Tepkisiz kaç dakika kaldım bilmiyorum .
Uzun süre olmuş olacak ki Efe'nin "Oturabilir miyim?" sorusuyla ancak kendime gelebildim.Nazikçe gülümsedim.
"Tabi."
Yanıma oturduktan sonra hemen bir muhabbet kurmasını bekledim, bir çok soru sormasını... Ama tam tersine sessizce benle beraber oturdu, bilmiyorum istemsiz hoşuma gitmişti bu tavrı. Şu ruh halindeyken onunla zoraki konuşacak, zoraki gülümsemek zorunda kalacaktım. Ama sanki o bunu anlamışcasına hiç konuşmadı.

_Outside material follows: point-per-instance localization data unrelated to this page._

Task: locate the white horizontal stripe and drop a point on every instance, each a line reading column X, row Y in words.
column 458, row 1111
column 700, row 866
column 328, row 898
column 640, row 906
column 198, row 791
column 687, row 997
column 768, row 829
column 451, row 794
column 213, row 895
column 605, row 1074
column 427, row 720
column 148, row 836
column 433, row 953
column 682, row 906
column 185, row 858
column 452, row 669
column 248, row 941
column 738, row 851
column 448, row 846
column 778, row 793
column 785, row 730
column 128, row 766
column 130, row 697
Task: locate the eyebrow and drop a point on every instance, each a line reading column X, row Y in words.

Artık sessizlik beni bile rahatsız ettiğinde ben bir şeyler söyleme gereği duydum."Çok acayip."
"Neymiş o acayip olan?"
"Her yaz tek başıma olduğum bu şehirde, şimdi hiç tahmin edemediğim insanlarla beraberim."
"İnsanlar?"
"Boşver, uzun hikaye." Gülümsediğim de o da gülümsedi. Sorgulamaması da hoşuma gitti.
Tekrar derin bi sessizlik oldu. Ne kadar süre konuşmadan durduk bilmiyorum. Belki yarım saat belki daha fazla...
Ayağa kalkıp üstüme bulaşan kum parçalarını silktim.
"Artık kalksam iyi olur, saat geç oldu." Hemen ardından Efe de ayaklandı.
"Yarın benimle beraber yüzmeye ne dersin?"
Yine kocaman çocuksu gülümsemesini görünce istemsiz olarak bende gülümsedim."Olur."
•
Ulaş faktörünü unutup yarın Efe ile sözleşmiştim. Yarın karşılaşma olasılığımız yüksekti ve ben Ulaş'ın gözlerini üzerimde hissedip huzursuz olmak istemiyordum.
Başımı yastığa koyduğumda hiç uykumun olmadığını fark ettim. Aslında hiçbir şey düşünmeyip uyumayı tercih ederdim ama cin gibiydim. Yataktan kalktım, hızla odamdan çıktığımda bir bardak sütün beni rahatlatmasını umarak mervivenleri üç'er beş'er inip mutfağa vardım, dolabın kapağını araladığımda ordan bana göz kırpan cam şişede ki çikolatalı süte uzandım.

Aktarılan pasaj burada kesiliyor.